Closed Bug 365608 Opened 13 years ago Closed 13 years ago

Alternative bytecode format for atom indexes beyond 0xFFFF

Categories

(Core :: JavaScript Engine, enhancement)

enhancement
Not set

Tracking

()

RESOLVED FIXED

People

(Reporter: igor, Assigned: igor)

References

Details

Attachments

(4 files, 7 obsolete files)

Currently to support an index into the atom table that does not fit into 2 bytes SpiderMonkey uses 3 different strategy depending on the bytecode format. See JSOP_LITERAL, JSOP_FINDNAME and JSOP_LITOPX cases in jsemi.c.

I suggest to try an alternative uniform approach based on 2 new bytecodes, atombase and clearbase. Whenever the atom index exceeds 0xFFFF, the corresponding bytecode is prefixed with atombase recording the upper bits of the index. In addition clearbase suffix is generated. 

With the new bytecode the interpreter needs to maintain a new register "atoms" that records the current atom table offset. Normally this register is initialized to script->atomMap.vector. All atom-based operations to access their atoms simply index the register with 2-byte offset. When atombase is executed the register is increased by the upper bits of the atom index and clearatom resets the register back to script->atomMap.vector.

The drawback of the new schema is that the big index bytecode increases by the single byte representing  clearatom suffix. It also adds a performance hit due to the extra dispatch. On the other hand this should be compensated by a significantly smaller code corresponding to the current JSOP_LITOPX and in case of  JSOP_LITERAL avoiding pushing/poping the stack. 

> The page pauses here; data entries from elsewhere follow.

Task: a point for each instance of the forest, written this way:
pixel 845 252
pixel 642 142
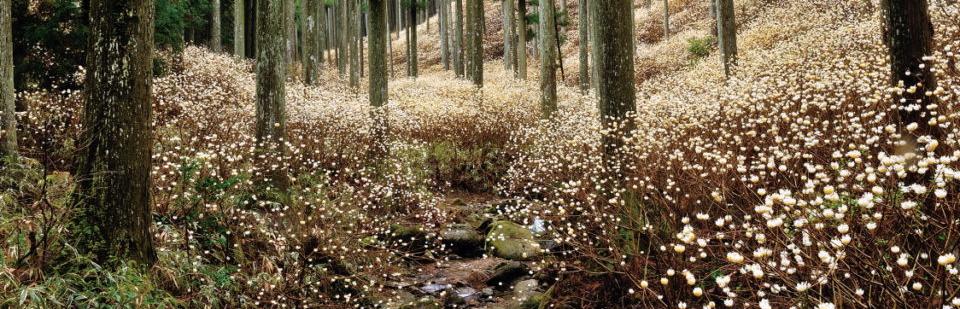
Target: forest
pixel 493 154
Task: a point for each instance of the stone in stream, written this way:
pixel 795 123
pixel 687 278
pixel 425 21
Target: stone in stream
pixel 512 241
pixel 434 288
pixel 506 273
pixel 527 293
pixel 463 240
pixel 462 296
pixel 426 302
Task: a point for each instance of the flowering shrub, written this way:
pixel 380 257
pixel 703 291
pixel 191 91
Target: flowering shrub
pixel 786 187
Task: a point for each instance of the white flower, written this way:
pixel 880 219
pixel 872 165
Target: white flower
pixel 946 259
pixel 908 205
pixel 734 257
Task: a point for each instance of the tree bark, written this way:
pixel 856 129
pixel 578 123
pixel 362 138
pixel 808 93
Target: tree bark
pixel 666 18
pixel 377 41
pixel 290 15
pixel 909 38
pixel 8 122
pixel 458 41
pixel 310 38
pixel 413 40
pixel 215 45
pixel 508 29
pixel 444 52
pixel 476 41
pixel 271 101
pixel 584 34
pixel 378 53
pixel 727 26
pixel 238 29
pixel 354 43
pixel 521 70
pixel 617 94
pixel 112 196
pixel 548 63
pixel 713 16
pixel 321 32
pixel 594 17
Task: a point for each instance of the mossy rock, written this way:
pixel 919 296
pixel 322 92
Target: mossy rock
pixel 406 232
pixel 408 237
pixel 506 273
pixel 512 241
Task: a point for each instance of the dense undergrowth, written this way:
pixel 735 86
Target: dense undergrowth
pixel 777 188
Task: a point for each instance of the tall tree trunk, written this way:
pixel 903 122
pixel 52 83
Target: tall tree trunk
pixel 444 52
pixel 548 63
pixel 215 45
pixel 584 34
pixel 251 25
pixel 290 13
pixel 713 16
pixel 310 38
pixel 112 196
pixel 238 29
pixel 271 101
pixel 8 121
pixel 352 42
pixel 377 41
pixel 475 29
pixel 909 38
pixel 522 39
pixel 343 33
pixel 666 18
pixel 727 26
pixel 361 32
pixel 508 28
pixel 413 40
pixel 617 95
pixel 458 40
pixel 536 32
pixel 321 32
pixel 593 8
pixel 399 17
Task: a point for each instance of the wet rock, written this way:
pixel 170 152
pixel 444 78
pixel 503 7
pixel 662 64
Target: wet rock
pixel 463 240
pixel 487 292
pixel 512 241
pixel 527 293
pixel 466 293
pixel 460 297
pixel 407 232
pixel 426 302
pixel 434 288
pixel 538 227
pixel 506 273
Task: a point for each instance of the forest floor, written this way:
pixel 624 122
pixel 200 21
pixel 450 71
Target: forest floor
pixel 464 275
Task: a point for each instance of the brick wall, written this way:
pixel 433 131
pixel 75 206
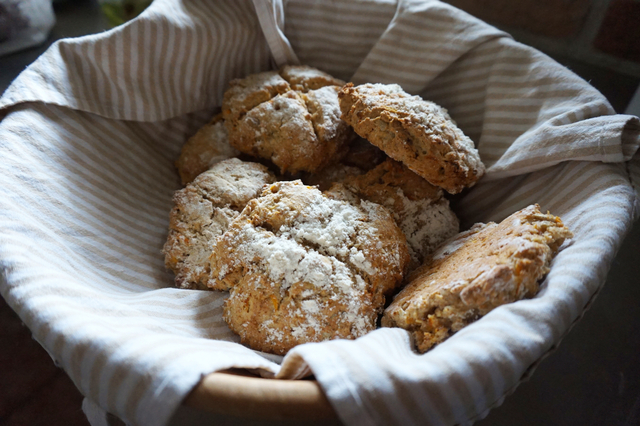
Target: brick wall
pixel 600 32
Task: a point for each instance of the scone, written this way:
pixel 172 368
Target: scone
pixel 207 147
pixel 413 131
pixel 302 267
pixel 419 208
pixel 363 155
pixel 475 272
pixel 334 173
pixel 290 117
pixel 202 212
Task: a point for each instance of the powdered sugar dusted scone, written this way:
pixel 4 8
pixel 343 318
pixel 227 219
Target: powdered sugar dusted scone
pixel 295 124
pixel 202 212
pixel 475 272
pixel 302 267
pixel 414 131
pixel 419 208
pixel 304 78
pixel 331 174
pixel 207 147
pixel 363 154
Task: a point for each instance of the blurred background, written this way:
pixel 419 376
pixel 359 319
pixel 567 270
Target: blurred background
pixel 592 378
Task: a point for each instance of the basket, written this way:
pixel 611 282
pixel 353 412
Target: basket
pixel 89 134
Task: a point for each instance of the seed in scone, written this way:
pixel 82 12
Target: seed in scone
pixel 207 147
pixel 475 272
pixel 291 118
pixel 202 212
pixel 413 131
pixel 303 267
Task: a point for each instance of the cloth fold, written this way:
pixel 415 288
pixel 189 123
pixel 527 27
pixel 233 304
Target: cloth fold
pixel 88 139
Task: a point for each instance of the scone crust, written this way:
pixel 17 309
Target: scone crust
pixel 295 124
pixel 207 147
pixel 304 78
pixel 302 267
pixel 202 212
pixel 419 208
pixel 416 132
pixel 475 272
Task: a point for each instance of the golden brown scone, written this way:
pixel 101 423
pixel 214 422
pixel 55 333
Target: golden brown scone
pixel 294 124
pixel 334 173
pixel 475 272
pixel 202 212
pixel 302 267
pixel 207 147
pixel 414 131
pixel 419 208
pixel 363 155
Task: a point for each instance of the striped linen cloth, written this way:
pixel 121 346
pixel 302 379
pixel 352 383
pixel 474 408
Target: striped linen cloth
pixel 88 138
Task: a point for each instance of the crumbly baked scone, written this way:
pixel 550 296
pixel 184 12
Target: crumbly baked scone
pixel 203 211
pixel 334 173
pixel 303 267
pixel 419 208
pixel 304 78
pixel 291 118
pixel 475 272
pixel 363 155
pixel 207 147
pixel 416 132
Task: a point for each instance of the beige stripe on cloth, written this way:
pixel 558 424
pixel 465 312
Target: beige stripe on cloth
pixel 88 139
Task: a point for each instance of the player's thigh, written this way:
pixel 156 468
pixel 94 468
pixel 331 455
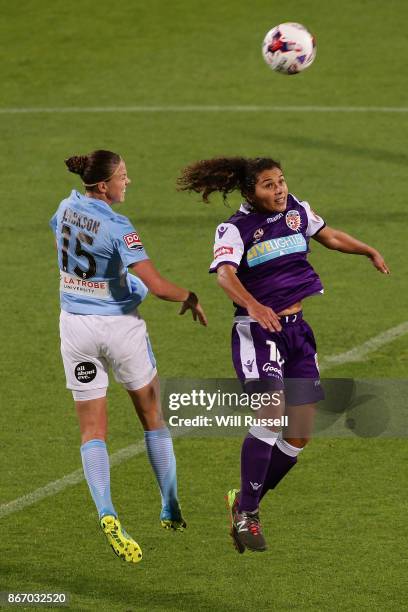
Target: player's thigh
pixel 146 401
pixel 85 367
pixel 129 351
pixel 300 423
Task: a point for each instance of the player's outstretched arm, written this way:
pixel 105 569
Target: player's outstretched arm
pixel 340 241
pixel 266 317
pixel 166 290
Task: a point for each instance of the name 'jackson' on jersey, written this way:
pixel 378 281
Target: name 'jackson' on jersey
pixel 95 247
pixel 270 251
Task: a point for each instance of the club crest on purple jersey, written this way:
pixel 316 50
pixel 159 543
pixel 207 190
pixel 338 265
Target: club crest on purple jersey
pixel 221 231
pixel 258 233
pixel 293 220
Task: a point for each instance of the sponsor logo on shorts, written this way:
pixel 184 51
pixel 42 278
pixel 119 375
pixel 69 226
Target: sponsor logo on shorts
pixel 85 371
pixel 221 231
pixel 270 369
pixel 249 365
pixel 255 485
pixel 133 241
pixel 293 220
pixel 223 251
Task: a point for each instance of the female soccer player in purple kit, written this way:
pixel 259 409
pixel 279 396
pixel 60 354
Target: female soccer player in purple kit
pixel 260 257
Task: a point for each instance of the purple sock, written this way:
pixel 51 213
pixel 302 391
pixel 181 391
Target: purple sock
pixel 279 465
pixel 255 460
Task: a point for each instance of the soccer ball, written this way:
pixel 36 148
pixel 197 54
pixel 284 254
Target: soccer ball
pixel 289 48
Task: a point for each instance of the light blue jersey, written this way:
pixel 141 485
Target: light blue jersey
pixel 95 247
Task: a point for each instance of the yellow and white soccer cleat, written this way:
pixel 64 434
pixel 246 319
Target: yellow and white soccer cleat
pixel 123 545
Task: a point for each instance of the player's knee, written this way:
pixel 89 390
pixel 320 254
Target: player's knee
pixel 297 442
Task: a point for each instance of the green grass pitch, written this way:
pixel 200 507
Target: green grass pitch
pixel 336 526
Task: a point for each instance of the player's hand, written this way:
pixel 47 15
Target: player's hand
pixel 192 304
pixel 378 262
pixel 265 316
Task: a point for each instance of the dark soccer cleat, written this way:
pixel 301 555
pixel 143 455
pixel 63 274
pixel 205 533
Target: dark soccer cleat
pixel 246 529
pixel 172 519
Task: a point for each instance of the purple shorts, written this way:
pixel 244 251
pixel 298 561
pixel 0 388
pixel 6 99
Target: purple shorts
pixel 278 360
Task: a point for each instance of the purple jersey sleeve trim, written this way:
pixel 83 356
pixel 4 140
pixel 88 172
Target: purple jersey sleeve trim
pixel 319 230
pixel 222 263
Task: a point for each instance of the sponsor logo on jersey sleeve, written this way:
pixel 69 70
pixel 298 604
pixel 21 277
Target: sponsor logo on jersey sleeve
pixel 258 234
pixel 221 231
pixel 133 241
pixel 224 250
pixel 293 220
pixel 275 218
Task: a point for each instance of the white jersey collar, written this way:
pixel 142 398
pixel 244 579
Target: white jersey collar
pixel 246 208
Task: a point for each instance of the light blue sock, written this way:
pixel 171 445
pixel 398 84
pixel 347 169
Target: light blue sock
pixel 159 447
pixel 95 461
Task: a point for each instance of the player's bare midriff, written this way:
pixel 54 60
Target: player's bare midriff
pixel 291 310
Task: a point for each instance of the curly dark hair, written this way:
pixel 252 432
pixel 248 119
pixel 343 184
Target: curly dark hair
pixel 224 174
pixel 95 167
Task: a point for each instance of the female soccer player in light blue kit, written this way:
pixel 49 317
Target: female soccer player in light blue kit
pixel 100 327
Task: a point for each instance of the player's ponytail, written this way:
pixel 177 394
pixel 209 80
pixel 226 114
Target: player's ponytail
pixel 96 167
pixel 224 174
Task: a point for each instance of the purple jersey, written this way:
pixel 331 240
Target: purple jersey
pixel 270 251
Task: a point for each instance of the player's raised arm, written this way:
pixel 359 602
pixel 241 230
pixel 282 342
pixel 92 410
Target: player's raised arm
pixel 340 241
pixel 166 290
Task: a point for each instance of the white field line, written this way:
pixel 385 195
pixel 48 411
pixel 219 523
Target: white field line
pixel 52 488
pixel 193 108
pixel 359 352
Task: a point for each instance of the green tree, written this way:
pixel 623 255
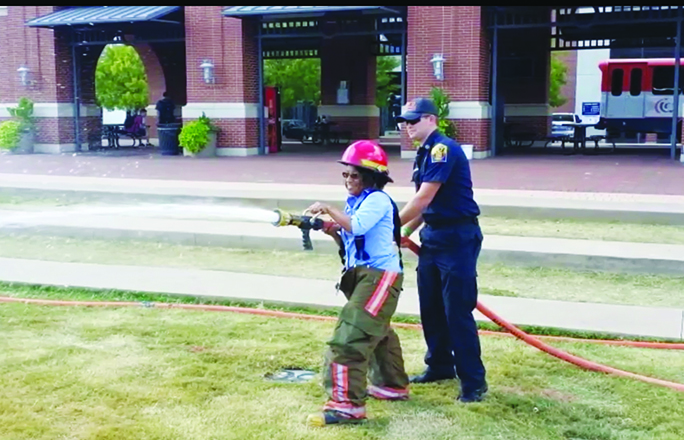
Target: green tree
pixel 298 80
pixel 120 79
pixel 384 85
pixel 558 79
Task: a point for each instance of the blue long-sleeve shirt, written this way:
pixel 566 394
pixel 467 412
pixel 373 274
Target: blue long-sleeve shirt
pixel 374 219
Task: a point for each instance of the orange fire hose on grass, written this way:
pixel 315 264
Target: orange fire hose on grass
pixel 525 337
pixel 560 354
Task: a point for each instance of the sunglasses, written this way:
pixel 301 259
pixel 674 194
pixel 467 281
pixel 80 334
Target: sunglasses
pixel 354 176
pixel 414 121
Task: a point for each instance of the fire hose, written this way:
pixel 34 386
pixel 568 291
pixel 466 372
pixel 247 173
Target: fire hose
pixel 306 223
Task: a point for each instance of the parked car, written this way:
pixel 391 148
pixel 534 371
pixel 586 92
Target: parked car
pixel 559 124
pixel 293 128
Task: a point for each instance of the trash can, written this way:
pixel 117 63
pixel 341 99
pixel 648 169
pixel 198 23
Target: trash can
pixel 168 139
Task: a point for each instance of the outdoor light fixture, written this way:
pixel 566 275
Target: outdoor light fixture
pixel 208 69
pixel 24 75
pixel 438 66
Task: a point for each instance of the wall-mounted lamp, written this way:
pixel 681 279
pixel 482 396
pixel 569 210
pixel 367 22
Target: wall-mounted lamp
pixel 208 70
pixel 24 75
pixel 438 66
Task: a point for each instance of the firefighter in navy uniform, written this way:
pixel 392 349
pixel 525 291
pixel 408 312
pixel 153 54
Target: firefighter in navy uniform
pixel 451 240
pixel 368 231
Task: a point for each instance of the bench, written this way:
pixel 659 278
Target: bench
pixel 598 138
pixel 562 139
pixel 316 136
pixel 520 139
pixel 113 133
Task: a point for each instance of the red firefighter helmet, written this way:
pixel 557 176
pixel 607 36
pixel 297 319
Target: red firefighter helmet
pixel 366 154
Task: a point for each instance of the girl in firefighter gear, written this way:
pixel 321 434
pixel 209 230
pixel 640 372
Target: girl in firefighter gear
pixel 363 343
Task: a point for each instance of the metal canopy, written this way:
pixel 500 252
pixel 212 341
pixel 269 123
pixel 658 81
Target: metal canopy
pixel 278 12
pixel 92 15
pixel 590 27
pixel 586 27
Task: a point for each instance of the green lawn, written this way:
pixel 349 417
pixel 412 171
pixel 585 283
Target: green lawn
pixel 73 373
pixel 562 228
pixel 494 279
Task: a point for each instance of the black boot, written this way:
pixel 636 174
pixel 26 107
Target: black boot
pixel 430 376
pixel 474 396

Moreover, due to the presence of clearbase it is always possible to tell if a particular atom bytecode has huge index. For that one just need to check if the bytecode is followed by clearbase and then read atombase index if so. Thus the various bytecode walking code fragments in the decompiler/disassembler do not need to maintain the atom base and use a helper function for a slower extraction of index.  Thus there all the code to deal with JSOP_LITERAL and friends will be removed.
Attached patch Implementation v0.1 (obsolete) — Splinter Review
This does not work (although compiles) and just represents the backup of the refactoring efforts.
Attached patch Implementation v0.2 (obsolete) — Splinter Review
Here is yet another backup with JSOP_GETTER/JSOP_SETTER prefix fixes.
Attachment #250131 - Attachment is obsolete: true
I thought of a "segment register" approach when fixing bug 155081, but decided against it because of the complexity of optimizing to group atoms and avoid resetting the base register after each non-initial-segment immediate (btw, reset seems better than clear as a metaphor, fwiw).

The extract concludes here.